Donald Trump s'obstine à dénoncer des fraudes massives et refuse de reconnaître sa défaite. Mais son camp n'a jamais réussi à apporter la moindre preuve pour étayer ces accusations et les dizaines de recours en justice qu'il a présentés ont été quasiment tous rejetés, y compris par la Cour suprême.

Le président républicain a plusieurs fois déploré l'inaction sur ce terrain de Bill Barr, pourtant l'un de ses plus fidèles ministres.

Or ce dernier a isolé un peu plus Donald Trump en affirmant, début décembre, n'avoir constaté aucune "fraude à une échelle susceptible de changer le résultat de l'élection".

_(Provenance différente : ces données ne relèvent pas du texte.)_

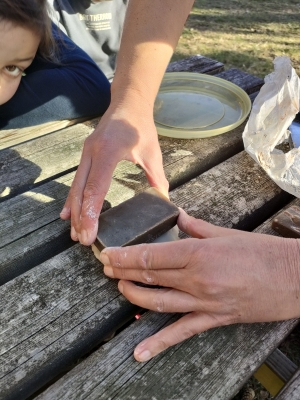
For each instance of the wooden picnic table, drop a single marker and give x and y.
(58, 310)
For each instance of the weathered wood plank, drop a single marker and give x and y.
(198, 64)
(27, 165)
(236, 194)
(249, 83)
(292, 390)
(46, 309)
(11, 137)
(218, 362)
(53, 315)
(212, 365)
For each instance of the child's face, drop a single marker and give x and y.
(18, 46)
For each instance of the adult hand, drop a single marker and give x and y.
(227, 277)
(124, 133)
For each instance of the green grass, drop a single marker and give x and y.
(242, 34)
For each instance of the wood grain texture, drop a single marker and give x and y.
(56, 301)
(53, 314)
(212, 365)
(236, 193)
(198, 64)
(292, 389)
(11, 137)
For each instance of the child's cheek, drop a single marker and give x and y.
(8, 88)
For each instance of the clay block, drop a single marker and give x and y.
(140, 219)
(287, 223)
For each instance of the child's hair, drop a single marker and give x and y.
(32, 14)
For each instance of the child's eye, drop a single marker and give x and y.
(13, 70)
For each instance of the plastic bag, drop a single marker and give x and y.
(272, 113)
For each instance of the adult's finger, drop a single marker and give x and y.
(150, 256)
(203, 230)
(175, 278)
(161, 300)
(73, 204)
(155, 173)
(186, 327)
(96, 187)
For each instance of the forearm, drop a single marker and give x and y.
(151, 31)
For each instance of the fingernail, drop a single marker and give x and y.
(84, 237)
(74, 235)
(65, 211)
(104, 258)
(108, 271)
(144, 356)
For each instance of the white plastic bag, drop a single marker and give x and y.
(272, 113)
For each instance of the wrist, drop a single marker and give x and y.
(290, 276)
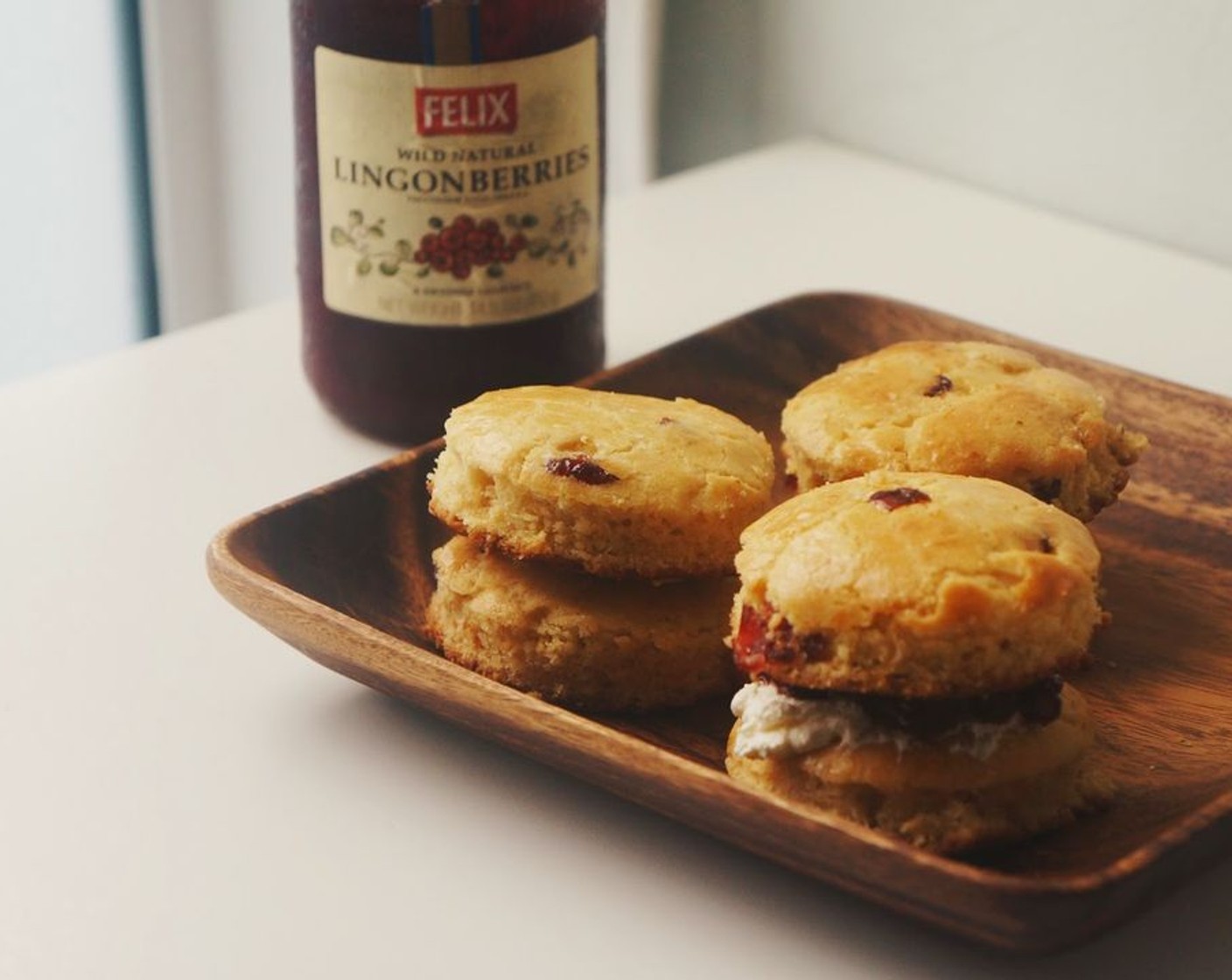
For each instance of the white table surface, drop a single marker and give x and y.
(183, 795)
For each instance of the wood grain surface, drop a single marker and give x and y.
(343, 573)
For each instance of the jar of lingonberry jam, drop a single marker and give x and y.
(449, 177)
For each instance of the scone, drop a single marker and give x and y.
(961, 407)
(905, 635)
(616, 485)
(975, 786)
(582, 641)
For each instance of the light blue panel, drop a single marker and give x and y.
(70, 250)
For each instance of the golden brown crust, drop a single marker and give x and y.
(942, 802)
(977, 587)
(961, 407)
(580, 641)
(618, 485)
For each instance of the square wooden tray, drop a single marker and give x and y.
(343, 573)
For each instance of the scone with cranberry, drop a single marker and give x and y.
(903, 636)
(616, 485)
(961, 407)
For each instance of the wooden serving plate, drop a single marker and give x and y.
(343, 573)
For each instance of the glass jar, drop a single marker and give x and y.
(449, 177)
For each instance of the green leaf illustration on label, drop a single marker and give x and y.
(459, 247)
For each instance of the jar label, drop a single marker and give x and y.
(458, 195)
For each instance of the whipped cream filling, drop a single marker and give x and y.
(776, 724)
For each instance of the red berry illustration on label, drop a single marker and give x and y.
(466, 244)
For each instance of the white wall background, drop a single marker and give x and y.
(1114, 111)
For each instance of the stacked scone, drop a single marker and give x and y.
(597, 540)
(906, 619)
(906, 640)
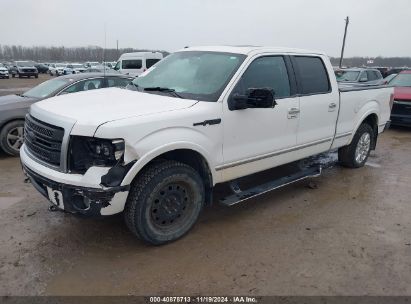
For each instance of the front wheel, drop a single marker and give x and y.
(356, 154)
(164, 202)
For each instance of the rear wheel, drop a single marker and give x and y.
(356, 154)
(11, 137)
(164, 202)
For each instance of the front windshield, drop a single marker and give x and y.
(347, 75)
(401, 80)
(192, 74)
(24, 63)
(46, 88)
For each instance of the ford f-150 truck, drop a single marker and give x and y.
(200, 117)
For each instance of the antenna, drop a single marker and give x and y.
(104, 51)
(347, 21)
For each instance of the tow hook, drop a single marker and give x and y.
(53, 208)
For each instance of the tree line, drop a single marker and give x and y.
(61, 53)
(373, 62)
(96, 53)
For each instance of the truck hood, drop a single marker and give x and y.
(96, 107)
(15, 99)
(402, 93)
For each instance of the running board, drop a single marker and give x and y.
(239, 195)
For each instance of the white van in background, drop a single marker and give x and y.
(136, 63)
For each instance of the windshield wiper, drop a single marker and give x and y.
(166, 90)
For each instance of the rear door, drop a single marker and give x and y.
(319, 104)
(132, 66)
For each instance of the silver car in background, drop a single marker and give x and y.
(362, 76)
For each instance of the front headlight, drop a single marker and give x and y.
(86, 152)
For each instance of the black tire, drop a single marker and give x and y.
(164, 202)
(11, 137)
(348, 156)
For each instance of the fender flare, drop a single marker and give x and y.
(372, 110)
(147, 158)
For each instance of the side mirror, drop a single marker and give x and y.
(254, 98)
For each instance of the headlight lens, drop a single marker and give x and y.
(86, 152)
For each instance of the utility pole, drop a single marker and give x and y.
(347, 21)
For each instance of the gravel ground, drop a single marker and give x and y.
(348, 233)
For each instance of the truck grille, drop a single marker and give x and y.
(43, 140)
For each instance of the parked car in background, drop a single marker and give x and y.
(396, 70)
(401, 110)
(24, 69)
(383, 71)
(13, 108)
(42, 68)
(387, 79)
(73, 68)
(4, 72)
(359, 76)
(203, 116)
(136, 63)
(56, 69)
(109, 64)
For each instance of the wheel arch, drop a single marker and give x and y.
(187, 155)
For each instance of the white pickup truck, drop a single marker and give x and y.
(201, 116)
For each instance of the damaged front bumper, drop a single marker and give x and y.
(85, 201)
(78, 194)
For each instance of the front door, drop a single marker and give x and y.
(255, 138)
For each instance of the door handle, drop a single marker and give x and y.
(293, 113)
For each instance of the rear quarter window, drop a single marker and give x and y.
(312, 75)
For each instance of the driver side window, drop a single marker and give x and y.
(266, 72)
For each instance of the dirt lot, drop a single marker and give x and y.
(350, 235)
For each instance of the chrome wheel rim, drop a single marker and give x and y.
(15, 138)
(363, 148)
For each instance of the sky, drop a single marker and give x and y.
(377, 27)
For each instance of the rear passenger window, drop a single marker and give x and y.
(371, 75)
(151, 62)
(313, 77)
(266, 72)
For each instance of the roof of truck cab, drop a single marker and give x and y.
(249, 49)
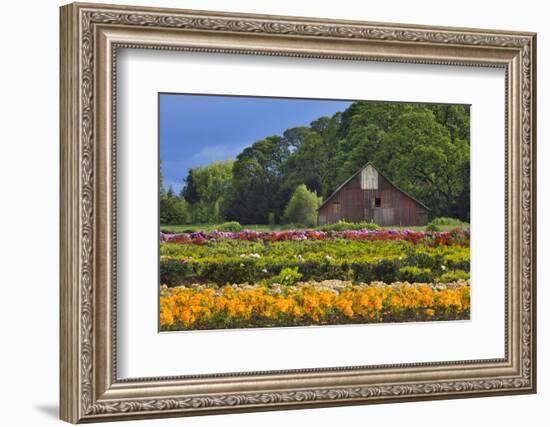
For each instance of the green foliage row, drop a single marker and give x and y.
(344, 225)
(424, 149)
(302, 207)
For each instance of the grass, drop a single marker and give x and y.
(187, 228)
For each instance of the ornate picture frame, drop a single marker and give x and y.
(90, 37)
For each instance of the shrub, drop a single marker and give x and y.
(453, 276)
(232, 226)
(448, 221)
(292, 226)
(271, 219)
(287, 276)
(302, 207)
(414, 274)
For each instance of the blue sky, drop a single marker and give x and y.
(198, 129)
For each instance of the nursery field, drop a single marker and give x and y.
(247, 279)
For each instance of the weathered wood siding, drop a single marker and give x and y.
(352, 203)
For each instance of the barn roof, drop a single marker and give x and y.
(391, 183)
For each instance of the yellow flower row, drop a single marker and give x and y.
(257, 306)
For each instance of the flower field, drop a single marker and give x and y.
(249, 279)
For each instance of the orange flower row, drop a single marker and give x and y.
(258, 306)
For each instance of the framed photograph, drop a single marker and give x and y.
(266, 212)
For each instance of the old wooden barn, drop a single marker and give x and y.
(369, 196)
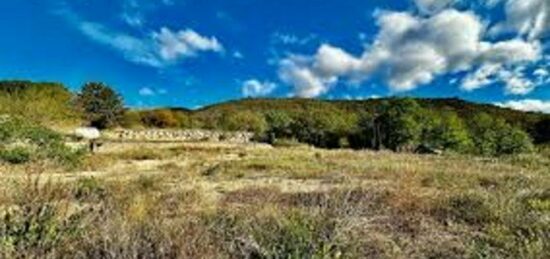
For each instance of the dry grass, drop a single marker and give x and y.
(230, 201)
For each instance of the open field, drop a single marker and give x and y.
(215, 200)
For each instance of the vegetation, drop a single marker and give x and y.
(46, 103)
(219, 201)
(397, 124)
(101, 105)
(22, 141)
(486, 196)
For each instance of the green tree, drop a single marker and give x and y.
(445, 131)
(513, 140)
(244, 121)
(397, 125)
(495, 137)
(102, 106)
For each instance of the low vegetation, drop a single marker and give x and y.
(214, 201)
(22, 141)
(339, 180)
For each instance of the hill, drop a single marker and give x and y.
(465, 109)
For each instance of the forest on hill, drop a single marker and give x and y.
(399, 124)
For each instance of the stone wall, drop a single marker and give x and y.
(177, 135)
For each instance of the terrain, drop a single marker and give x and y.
(213, 198)
(223, 200)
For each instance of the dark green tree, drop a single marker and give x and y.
(445, 131)
(101, 105)
(397, 125)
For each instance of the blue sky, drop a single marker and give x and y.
(193, 53)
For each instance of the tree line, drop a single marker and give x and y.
(398, 124)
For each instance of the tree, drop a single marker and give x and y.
(101, 105)
(495, 137)
(244, 121)
(397, 125)
(513, 140)
(445, 131)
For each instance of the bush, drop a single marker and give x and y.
(18, 155)
(44, 144)
(470, 207)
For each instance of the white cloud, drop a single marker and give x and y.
(238, 55)
(484, 76)
(527, 105)
(158, 49)
(306, 82)
(185, 43)
(410, 51)
(291, 39)
(146, 91)
(255, 88)
(528, 17)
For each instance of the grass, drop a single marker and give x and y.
(218, 201)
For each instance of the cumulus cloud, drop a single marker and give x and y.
(157, 49)
(185, 43)
(147, 91)
(527, 105)
(528, 17)
(410, 51)
(291, 39)
(255, 88)
(431, 6)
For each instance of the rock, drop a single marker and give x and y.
(87, 133)
(427, 150)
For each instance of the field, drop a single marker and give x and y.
(220, 200)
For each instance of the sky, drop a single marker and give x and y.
(192, 53)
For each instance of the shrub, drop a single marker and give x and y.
(44, 143)
(160, 119)
(467, 207)
(18, 155)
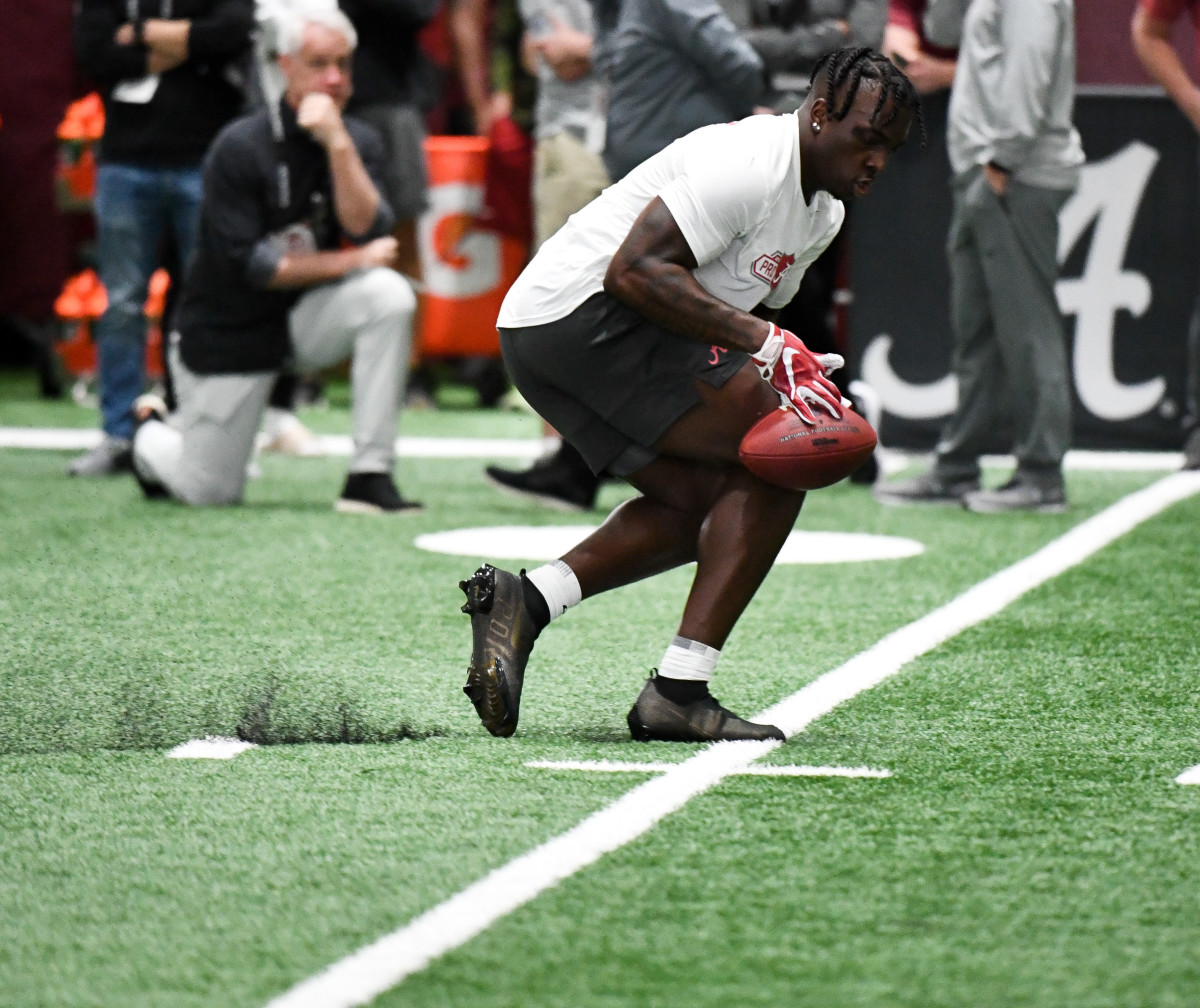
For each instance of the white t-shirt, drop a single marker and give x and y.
(735, 192)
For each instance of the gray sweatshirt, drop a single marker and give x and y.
(1014, 88)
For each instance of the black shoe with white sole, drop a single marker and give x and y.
(503, 633)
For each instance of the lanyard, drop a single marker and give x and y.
(165, 10)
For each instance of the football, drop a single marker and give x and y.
(784, 450)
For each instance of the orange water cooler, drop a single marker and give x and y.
(468, 269)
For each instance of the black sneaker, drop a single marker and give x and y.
(111, 457)
(148, 408)
(654, 718)
(502, 634)
(561, 480)
(372, 493)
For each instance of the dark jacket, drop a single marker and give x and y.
(389, 65)
(229, 319)
(672, 66)
(192, 102)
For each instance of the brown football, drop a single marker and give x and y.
(784, 450)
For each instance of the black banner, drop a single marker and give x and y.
(1129, 255)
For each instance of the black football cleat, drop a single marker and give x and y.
(654, 718)
(502, 639)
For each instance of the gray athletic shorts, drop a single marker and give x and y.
(610, 381)
(403, 142)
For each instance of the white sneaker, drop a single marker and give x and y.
(107, 459)
(291, 437)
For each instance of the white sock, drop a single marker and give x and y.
(157, 450)
(558, 586)
(689, 660)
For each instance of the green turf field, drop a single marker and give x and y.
(1031, 846)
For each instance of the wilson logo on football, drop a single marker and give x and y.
(771, 269)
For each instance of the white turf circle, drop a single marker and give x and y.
(546, 543)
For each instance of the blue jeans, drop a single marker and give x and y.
(135, 208)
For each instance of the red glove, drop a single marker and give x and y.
(799, 376)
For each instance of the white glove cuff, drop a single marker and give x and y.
(767, 355)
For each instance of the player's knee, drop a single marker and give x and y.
(387, 293)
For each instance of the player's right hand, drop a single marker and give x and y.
(799, 376)
(319, 115)
(379, 252)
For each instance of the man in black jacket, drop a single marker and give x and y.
(169, 77)
(394, 87)
(293, 259)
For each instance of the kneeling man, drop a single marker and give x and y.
(293, 261)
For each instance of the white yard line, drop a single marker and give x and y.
(379, 966)
(618, 767)
(210, 748)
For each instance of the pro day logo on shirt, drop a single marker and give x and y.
(771, 269)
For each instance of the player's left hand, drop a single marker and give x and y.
(318, 114)
(801, 377)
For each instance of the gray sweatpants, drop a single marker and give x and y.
(1009, 346)
(201, 455)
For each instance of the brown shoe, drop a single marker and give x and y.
(654, 718)
(502, 639)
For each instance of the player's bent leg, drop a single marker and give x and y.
(655, 718)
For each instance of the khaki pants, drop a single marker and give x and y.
(202, 455)
(1009, 345)
(567, 177)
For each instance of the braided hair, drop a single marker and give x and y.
(845, 69)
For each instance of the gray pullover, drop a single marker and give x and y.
(1014, 88)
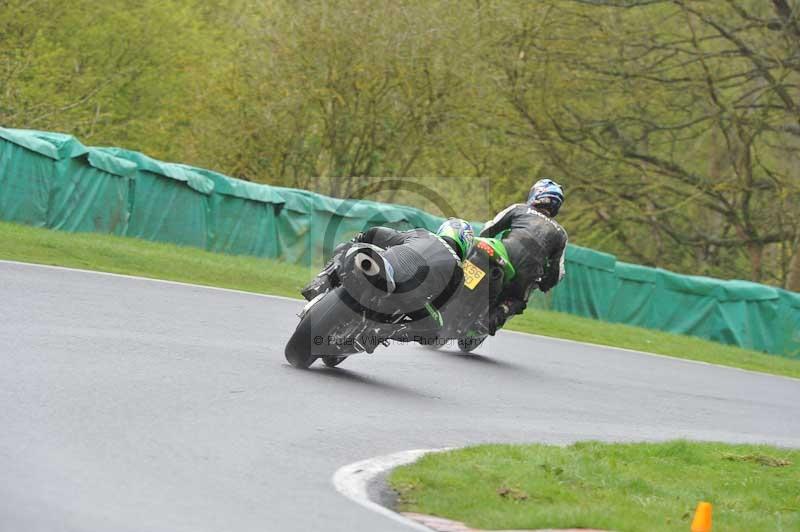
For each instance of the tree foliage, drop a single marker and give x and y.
(674, 124)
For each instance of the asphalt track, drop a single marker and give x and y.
(133, 405)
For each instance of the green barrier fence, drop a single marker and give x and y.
(52, 180)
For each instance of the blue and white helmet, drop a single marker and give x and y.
(546, 195)
(458, 231)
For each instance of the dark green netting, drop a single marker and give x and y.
(89, 190)
(589, 282)
(787, 326)
(243, 216)
(631, 302)
(26, 170)
(52, 180)
(170, 203)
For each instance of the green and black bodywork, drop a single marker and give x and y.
(337, 323)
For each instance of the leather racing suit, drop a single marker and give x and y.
(535, 244)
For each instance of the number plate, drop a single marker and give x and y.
(472, 275)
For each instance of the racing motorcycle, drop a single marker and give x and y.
(350, 308)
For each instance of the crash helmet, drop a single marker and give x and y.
(458, 233)
(546, 195)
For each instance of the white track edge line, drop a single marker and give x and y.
(353, 481)
(504, 331)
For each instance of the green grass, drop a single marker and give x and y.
(624, 487)
(164, 261)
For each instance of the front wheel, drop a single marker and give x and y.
(470, 344)
(312, 338)
(332, 361)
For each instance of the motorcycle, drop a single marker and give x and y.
(350, 308)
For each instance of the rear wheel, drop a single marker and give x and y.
(311, 339)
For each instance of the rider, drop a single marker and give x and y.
(425, 268)
(535, 243)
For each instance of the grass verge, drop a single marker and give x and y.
(164, 261)
(641, 486)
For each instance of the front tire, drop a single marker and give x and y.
(332, 361)
(470, 344)
(309, 339)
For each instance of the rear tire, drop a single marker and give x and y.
(332, 361)
(310, 339)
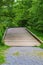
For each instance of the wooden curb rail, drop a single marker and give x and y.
(34, 35)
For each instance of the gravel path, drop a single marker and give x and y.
(20, 37)
(24, 56)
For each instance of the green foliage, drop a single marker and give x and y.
(21, 13)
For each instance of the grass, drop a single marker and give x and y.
(2, 56)
(39, 35)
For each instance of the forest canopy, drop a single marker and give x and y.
(21, 13)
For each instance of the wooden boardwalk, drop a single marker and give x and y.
(19, 37)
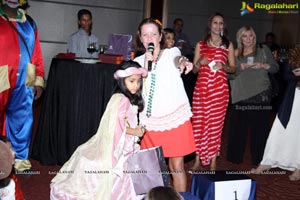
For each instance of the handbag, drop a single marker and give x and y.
(146, 169)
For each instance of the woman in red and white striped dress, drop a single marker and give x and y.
(211, 95)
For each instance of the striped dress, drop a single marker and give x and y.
(210, 101)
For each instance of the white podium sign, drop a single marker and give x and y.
(233, 190)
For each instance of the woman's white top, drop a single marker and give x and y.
(170, 104)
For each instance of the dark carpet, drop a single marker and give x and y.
(271, 186)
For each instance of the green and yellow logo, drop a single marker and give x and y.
(246, 8)
(272, 8)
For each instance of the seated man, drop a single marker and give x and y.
(83, 38)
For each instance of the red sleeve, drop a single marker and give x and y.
(37, 57)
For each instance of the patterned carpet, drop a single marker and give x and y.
(272, 186)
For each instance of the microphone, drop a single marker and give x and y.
(151, 49)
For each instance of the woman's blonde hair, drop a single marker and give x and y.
(239, 36)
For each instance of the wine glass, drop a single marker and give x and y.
(92, 48)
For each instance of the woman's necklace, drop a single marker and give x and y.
(152, 87)
(214, 44)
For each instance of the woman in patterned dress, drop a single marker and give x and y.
(211, 96)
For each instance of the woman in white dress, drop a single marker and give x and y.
(282, 148)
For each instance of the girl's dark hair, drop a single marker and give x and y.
(139, 47)
(135, 99)
(207, 34)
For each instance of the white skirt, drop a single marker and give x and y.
(283, 145)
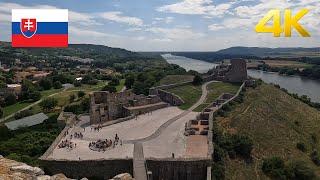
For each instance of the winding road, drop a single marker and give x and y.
(172, 120)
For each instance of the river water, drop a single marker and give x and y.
(294, 84)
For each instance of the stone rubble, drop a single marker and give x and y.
(10, 169)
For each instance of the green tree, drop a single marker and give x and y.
(48, 104)
(114, 81)
(129, 81)
(81, 94)
(29, 91)
(72, 97)
(45, 83)
(57, 85)
(197, 80)
(10, 99)
(109, 88)
(1, 112)
(274, 167)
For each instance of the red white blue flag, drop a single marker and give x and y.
(39, 28)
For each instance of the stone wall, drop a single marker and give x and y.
(55, 143)
(177, 169)
(167, 97)
(91, 169)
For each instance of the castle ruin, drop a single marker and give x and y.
(235, 72)
(105, 106)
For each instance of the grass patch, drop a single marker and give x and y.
(28, 144)
(49, 92)
(215, 89)
(8, 110)
(190, 94)
(276, 122)
(172, 79)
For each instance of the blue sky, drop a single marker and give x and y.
(171, 25)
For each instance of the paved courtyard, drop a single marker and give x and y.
(161, 134)
(171, 140)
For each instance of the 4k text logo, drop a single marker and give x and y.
(290, 22)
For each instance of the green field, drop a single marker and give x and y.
(172, 79)
(215, 89)
(276, 122)
(14, 108)
(20, 105)
(190, 94)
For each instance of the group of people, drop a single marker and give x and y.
(96, 128)
(67, 144)
(78, 135)
(103, 145)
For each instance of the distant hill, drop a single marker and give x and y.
(264, 52)
(252, 53)
(99, 53)
(276, 122)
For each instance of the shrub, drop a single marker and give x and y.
(23, 114)
(243, 145)
(301, 146)
(109, 88)
(48, 104)
(218, 171)
(315, 158)
(197, 80)
(57, 85)
(81, 94)
(10, 99)
(274, 167)
(45, 83)
(299, 170)
(72, 97)
(114, 81)
(1, 112)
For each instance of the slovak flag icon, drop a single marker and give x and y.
(40, 28)
(28, 27)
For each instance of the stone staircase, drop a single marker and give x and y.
(139, 167)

Ces derniers jours, l'ex-magnat de l'immobilier a aussi qualifié de "grande déception" le fait que le ministre de la Justice n'ait pas révélé avant l'élection présidentielle de novembre l'existence d'une enquête sur la situation fiscale du fils de Joe Biden, Hunter.

Donald Trump a affirmé avoir eu lundi "une très belle rencontre" avec Bill Barr à la Maison Blanche. "Notre relation est excellente, il a fait un travail magnifique", a-t-il assuré.

Dans sa lettre de démission, tweetée par le président, le ministre démissionnaire fait l'éloge du bilan de ce dernier et de ses "succès sans précédent" dans tous les domaines.

Il souligne avoir tenu au courant Donald Trump de l'enquête du ministère de la Justice sur "les allégations de fraude lors de l'élection". "A un moment de profondes divisions dans le pays, tous les échelons de l'Etat" doivent "tout faire pour assurer l'intégrité des élections et promouvoir la confiance des électeurs dans leur résultat", s'est-il borné à dire.

"Barr a démissionné de son plein gré. Il n'a pas été poussé ou forcé à démissionner", a assuré un haut responsable américain, évoquant un entretien "amical" avec le président.